Magdeburg: drei tore reichen nicht – paderborn demütigt fcm!

Ein Schock für alle FCM-Fans! Der 1. FC Magdeburg kehrte gestern Abend aus Paderborn mit einer 3:4-Niederlage und einer gehörigen Portion Selbstzweifeln zurück. Drei Treffer in einem Auswärtsspiel bei einem Aufstiegskandidaten klingen gut, doch am Ende zählt nur der Blick auf die Tabelle – und der ist für die Magdeburger derzeit alles andere als rosig.

Petrik sander: „ich habe das nicht auf dem feld gesehen“

Petrik sander: „ich habe das nicht auf dem feld gesehen“

Trainer Petrik Sander zeigte sich sichtlich frustriert. Nach dem Spiel im MDR-Interview vermied er es zunächst, das Ergebnis direkt zu kommentieren. „Ich setze mich hier rein als neutraler Besucher und gucke mir dieses Spiel an. Dann sage ich: Puh, zwei Mannschaften auf Augenhöhe, die nach vorne spielen wollen, guten Fußball spielen, zielstrebig sind – und schöne Tore erzielen.“ Eine Ansage, die zunächst schmeichelhaft wirken mag, doch Sander ließ wenig darauf warten, die Wunde aufzureißen.

Der Coach konstatierte offen: „Der Unterschied in der Tabelle ist doch gravierend.
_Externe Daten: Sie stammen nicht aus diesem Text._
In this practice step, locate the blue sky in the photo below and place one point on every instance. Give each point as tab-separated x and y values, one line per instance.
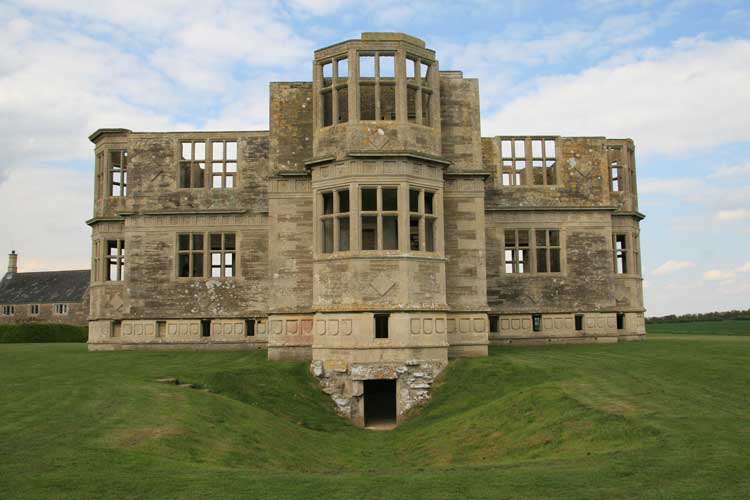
673	75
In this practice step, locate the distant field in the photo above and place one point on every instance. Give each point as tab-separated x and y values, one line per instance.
725	327
661	419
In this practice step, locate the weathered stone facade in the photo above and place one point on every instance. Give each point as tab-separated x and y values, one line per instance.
371	230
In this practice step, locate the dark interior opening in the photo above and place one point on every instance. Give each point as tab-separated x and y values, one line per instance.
380	402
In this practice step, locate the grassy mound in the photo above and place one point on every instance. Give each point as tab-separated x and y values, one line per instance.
662	419
34	333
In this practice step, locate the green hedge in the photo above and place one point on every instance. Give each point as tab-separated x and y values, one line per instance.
11	334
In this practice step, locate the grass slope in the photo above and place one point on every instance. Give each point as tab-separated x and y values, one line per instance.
723	327
663	419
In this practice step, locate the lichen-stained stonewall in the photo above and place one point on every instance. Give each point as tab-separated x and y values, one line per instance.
371	230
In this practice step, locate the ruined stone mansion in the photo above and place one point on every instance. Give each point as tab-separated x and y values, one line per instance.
371	230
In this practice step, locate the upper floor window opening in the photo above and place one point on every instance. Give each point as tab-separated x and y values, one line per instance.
620	248
517	154
422	220
223	164
192	164
532	250
377	86
335	221
615	176
223	254
379	218
118	172
115	260
334	94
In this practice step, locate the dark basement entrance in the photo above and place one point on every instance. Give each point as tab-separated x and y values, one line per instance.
380	403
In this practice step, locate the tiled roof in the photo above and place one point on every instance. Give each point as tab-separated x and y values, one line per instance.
44	287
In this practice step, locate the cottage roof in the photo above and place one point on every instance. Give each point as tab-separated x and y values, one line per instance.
44	287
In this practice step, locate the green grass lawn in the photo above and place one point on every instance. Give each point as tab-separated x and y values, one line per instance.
724	327
668	418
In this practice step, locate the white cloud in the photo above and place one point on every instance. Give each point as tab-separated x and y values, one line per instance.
672	266
733	215
718	275
660	98
48	233
732	172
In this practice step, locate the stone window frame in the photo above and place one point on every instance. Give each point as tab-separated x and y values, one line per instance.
616	177
223	251
226	176
332	221
205	253
200	170
99	169
525	168
117	173
380	213
116	259
420	84
424	219
621	253
333	90
378	83
190	163
532	264
631	253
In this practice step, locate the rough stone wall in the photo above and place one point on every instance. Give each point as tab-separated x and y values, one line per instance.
291	116
459	107
345	384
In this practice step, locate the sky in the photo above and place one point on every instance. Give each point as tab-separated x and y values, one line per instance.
672	75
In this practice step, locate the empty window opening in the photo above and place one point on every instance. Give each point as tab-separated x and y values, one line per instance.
366	101
547	250
517	251
387	102
380	402
192	164
620	321
190	255
115	260
579	322
380	219
536	322
334	221
536	153
494	323
223	164
615	174
118	173
223	254
327	108
619	242
381	326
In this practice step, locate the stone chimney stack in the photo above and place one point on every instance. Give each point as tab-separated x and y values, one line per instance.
12	262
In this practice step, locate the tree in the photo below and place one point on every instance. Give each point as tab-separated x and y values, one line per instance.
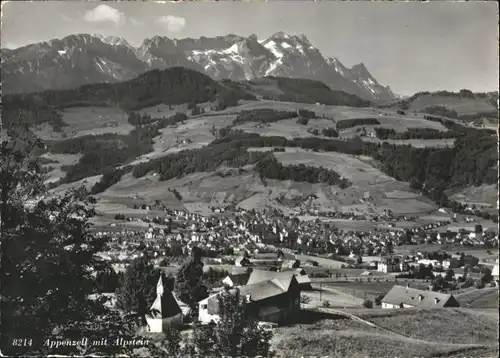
236	334
138	288
107	280
367	304
188	282
48	260
450	274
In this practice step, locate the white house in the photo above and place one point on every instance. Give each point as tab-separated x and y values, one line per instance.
203	316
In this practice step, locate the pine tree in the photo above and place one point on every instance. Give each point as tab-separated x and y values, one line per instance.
48	257
138	288
236	334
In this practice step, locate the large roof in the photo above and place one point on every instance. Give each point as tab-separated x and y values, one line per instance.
261	290
283	278
165	306
418	298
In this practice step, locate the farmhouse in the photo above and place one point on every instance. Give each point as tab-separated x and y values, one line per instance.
272	297
165	310
404	297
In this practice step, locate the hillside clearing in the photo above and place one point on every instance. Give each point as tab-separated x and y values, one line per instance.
484	195
95	120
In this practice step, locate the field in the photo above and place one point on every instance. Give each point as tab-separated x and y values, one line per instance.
195	133
462	106
384	192
199	190
412	334
288	128
449	248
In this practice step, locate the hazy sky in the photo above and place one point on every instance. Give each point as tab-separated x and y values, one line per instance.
409	46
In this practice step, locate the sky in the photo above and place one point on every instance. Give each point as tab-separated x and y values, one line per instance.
409	46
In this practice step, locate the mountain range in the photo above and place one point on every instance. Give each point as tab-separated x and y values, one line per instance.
82	59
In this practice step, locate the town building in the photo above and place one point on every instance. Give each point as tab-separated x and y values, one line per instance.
165	311
405	297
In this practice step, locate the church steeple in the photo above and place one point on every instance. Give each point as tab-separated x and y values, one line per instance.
159	286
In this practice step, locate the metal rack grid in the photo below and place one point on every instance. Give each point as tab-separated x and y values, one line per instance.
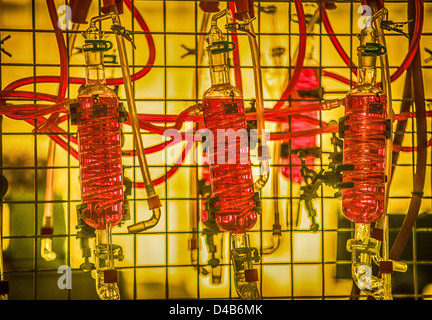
157	263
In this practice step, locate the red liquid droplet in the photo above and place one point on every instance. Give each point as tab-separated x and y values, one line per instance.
100	161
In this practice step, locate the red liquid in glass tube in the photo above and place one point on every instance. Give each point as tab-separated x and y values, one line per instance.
364	147
308	81
231	175
100	160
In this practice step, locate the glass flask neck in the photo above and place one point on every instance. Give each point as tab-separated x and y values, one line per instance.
367	76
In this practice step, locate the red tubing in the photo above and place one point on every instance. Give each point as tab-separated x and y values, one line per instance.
408	58
109	82
301	55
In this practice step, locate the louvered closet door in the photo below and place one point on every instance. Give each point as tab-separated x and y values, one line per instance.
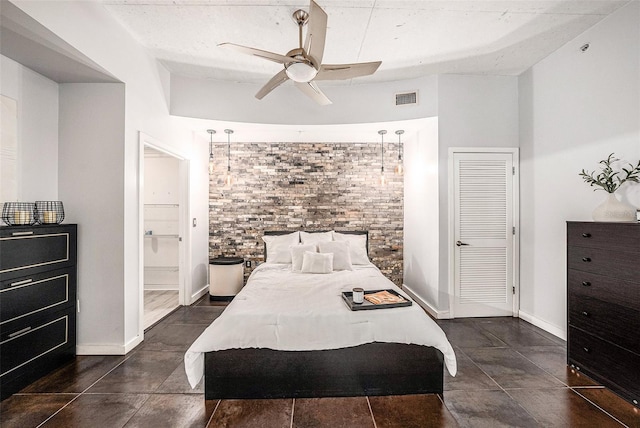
483	234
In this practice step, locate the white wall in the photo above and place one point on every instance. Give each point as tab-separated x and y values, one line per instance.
421	217
473	111
37	100
575	109
199	184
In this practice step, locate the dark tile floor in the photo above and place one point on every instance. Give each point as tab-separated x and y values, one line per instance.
510	374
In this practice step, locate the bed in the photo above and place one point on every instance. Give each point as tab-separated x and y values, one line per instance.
290	334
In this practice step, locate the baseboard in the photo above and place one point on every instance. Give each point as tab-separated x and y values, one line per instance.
550	328
425	305
198	294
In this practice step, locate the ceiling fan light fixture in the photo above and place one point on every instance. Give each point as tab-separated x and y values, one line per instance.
211	159
301	72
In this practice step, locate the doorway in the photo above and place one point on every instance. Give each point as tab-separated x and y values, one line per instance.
484	244
162	194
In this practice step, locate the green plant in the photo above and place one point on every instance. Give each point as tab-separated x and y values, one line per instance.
608	179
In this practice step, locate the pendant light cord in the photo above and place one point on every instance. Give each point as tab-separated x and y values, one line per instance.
382	132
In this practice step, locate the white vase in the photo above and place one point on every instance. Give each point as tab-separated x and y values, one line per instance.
614	210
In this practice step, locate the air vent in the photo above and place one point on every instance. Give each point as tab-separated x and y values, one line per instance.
407	98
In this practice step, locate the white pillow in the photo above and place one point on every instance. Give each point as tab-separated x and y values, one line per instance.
357	247
317	262
278	247
297	254
341	254
315	238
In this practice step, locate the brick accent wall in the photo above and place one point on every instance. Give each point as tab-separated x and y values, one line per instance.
306	186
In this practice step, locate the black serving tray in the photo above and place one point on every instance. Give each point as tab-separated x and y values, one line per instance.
347	296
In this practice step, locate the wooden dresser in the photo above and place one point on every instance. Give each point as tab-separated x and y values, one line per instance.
37	302
603	297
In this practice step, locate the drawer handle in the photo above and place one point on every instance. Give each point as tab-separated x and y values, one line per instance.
19	332
22	233
26	281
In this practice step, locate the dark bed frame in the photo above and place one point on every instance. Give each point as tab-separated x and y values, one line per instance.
369	369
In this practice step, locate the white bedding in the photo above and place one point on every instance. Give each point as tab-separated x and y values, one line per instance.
292	311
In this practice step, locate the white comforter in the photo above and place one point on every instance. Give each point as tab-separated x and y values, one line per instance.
289	311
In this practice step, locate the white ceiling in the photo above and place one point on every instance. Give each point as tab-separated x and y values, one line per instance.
411	37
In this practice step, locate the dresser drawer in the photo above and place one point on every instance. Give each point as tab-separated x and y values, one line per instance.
614	323
36	249
611	236
615	367
24	342
616	264
604	288
30	295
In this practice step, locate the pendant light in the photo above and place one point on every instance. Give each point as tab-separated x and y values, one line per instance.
228	179
399	170
211	132
383	181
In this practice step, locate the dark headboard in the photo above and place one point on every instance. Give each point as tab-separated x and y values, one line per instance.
346	232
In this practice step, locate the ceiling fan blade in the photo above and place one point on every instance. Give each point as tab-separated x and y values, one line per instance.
280	59
312	91
346	71
275	81
316	33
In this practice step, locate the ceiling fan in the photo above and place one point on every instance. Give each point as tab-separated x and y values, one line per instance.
304	65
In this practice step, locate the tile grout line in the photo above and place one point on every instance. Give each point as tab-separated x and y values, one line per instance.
496	382
82	392
373	418
213	413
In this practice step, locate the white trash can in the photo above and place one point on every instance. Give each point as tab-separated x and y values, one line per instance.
226	277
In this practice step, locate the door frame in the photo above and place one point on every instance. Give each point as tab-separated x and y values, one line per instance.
514	151
184	252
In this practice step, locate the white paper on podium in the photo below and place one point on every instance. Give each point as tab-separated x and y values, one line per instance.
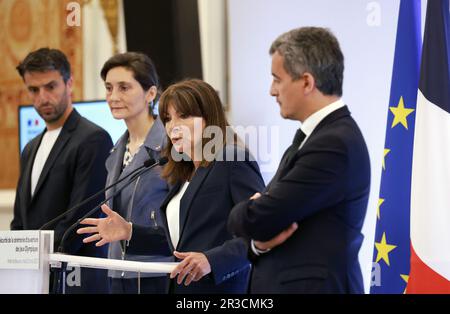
104	263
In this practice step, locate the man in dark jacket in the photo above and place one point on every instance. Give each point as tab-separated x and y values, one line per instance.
61	166
305	228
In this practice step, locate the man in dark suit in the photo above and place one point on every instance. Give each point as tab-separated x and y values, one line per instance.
305	228
63	165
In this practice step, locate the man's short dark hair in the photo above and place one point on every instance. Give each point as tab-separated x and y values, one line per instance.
314	50
43	60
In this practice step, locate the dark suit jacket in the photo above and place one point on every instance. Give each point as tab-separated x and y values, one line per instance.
140	201
74	170
325	188
204	211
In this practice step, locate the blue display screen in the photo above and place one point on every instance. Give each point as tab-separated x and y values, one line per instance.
31	124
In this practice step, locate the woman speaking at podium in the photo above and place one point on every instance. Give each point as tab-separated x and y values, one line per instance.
208	180
132	89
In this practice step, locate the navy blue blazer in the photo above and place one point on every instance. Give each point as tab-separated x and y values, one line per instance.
325	189
204	211
73	171
140	201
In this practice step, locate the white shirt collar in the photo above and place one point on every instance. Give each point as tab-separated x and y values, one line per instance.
313	120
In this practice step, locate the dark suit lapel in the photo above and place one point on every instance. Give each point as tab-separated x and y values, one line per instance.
26	195
172	192
62	140
186	201
114	164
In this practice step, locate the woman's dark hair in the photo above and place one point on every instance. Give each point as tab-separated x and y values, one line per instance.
143	68
194	98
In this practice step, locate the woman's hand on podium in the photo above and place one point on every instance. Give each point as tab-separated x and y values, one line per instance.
106	230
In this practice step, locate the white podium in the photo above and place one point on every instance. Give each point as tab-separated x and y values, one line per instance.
26	257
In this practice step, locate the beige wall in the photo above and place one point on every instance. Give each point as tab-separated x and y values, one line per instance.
6	208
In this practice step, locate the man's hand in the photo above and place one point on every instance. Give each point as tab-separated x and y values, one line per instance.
194	266
278	239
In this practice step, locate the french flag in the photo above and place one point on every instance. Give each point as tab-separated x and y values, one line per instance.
430	180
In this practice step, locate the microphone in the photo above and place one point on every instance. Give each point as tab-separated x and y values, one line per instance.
161	162
146	164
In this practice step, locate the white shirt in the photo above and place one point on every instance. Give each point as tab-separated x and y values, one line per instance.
173	215
48	140
313	120
308	127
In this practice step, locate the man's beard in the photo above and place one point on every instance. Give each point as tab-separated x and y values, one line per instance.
57	112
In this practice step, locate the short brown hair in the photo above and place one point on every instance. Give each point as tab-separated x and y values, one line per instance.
315	50
194	98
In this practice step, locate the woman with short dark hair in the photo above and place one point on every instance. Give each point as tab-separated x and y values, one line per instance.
210	172
132	89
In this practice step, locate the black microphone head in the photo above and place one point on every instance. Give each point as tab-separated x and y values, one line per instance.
163	161
149	162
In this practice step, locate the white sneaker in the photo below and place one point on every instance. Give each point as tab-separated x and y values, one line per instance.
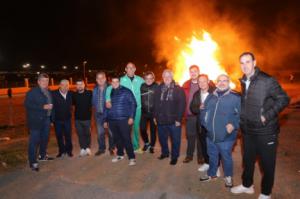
88	151
132	162
241	189
228	181
204	167
117	159
218	172
82	153
263	196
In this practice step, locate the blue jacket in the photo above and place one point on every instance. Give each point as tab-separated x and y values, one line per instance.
36	114
123	104
220	111
95	99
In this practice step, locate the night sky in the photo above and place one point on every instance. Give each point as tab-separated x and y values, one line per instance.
104	32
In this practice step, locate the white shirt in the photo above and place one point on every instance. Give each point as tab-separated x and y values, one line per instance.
203	96
64	95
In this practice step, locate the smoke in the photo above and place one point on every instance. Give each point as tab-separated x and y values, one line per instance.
235	28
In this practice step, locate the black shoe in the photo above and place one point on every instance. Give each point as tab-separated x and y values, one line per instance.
35	167
146	147
60	155
173	161
111	152
161	157
99	153
70	154
151	150
46	158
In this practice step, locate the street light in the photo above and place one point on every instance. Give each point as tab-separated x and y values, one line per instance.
27	65
84	63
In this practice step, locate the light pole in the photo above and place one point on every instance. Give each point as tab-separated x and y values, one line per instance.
84	63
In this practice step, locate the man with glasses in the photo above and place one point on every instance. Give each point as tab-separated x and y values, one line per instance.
147	92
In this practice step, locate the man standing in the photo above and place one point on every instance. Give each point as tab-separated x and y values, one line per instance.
147	92
38	104
262	101
197	107
221	119
192	130
82	100
120	119
62	105
99	107
169	108
133	83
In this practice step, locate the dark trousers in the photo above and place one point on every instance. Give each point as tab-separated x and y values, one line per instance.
121	133
263	146
192	135
101	134
63	132
164	131
143	128
38	138
83	128
202	140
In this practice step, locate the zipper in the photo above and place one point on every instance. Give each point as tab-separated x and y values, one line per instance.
148	101
214	119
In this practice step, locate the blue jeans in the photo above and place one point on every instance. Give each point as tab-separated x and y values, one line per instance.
38	138
224	149
121	132
101	133
164	131
63	132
Ich habe das heute nicht gesehen auf dem Feld.“ Das ist ein deutliches Signal an die Mannschaft, die bisher in dieser Saison zu Schwankungen neigt. Die Moral war zwar vorhanden – „wir kommen hier dreimal zurück“, lobte er – doch die Konstanz fehlte.

Sorglosigkeit bei Standardsituationen

Der entscheidende Knackpunkt liegt laut Sander in der Defensivarbeit, insbesondere bei Standardsituationen. „Das war schlichtweg sorglos“, kritisierte er. „Für Paderborn war es zu einfach, Tore zu erzielen. Das hätte alles reingehauzt werden müssen, so wie beispielsweise im letzten Heimspiel gegen Bochum.“ Die fehlende Konzentration und das mangelnde Engagement bei ruhenden Bällen kosteten Magdeburg letztlich den Punktgewinn.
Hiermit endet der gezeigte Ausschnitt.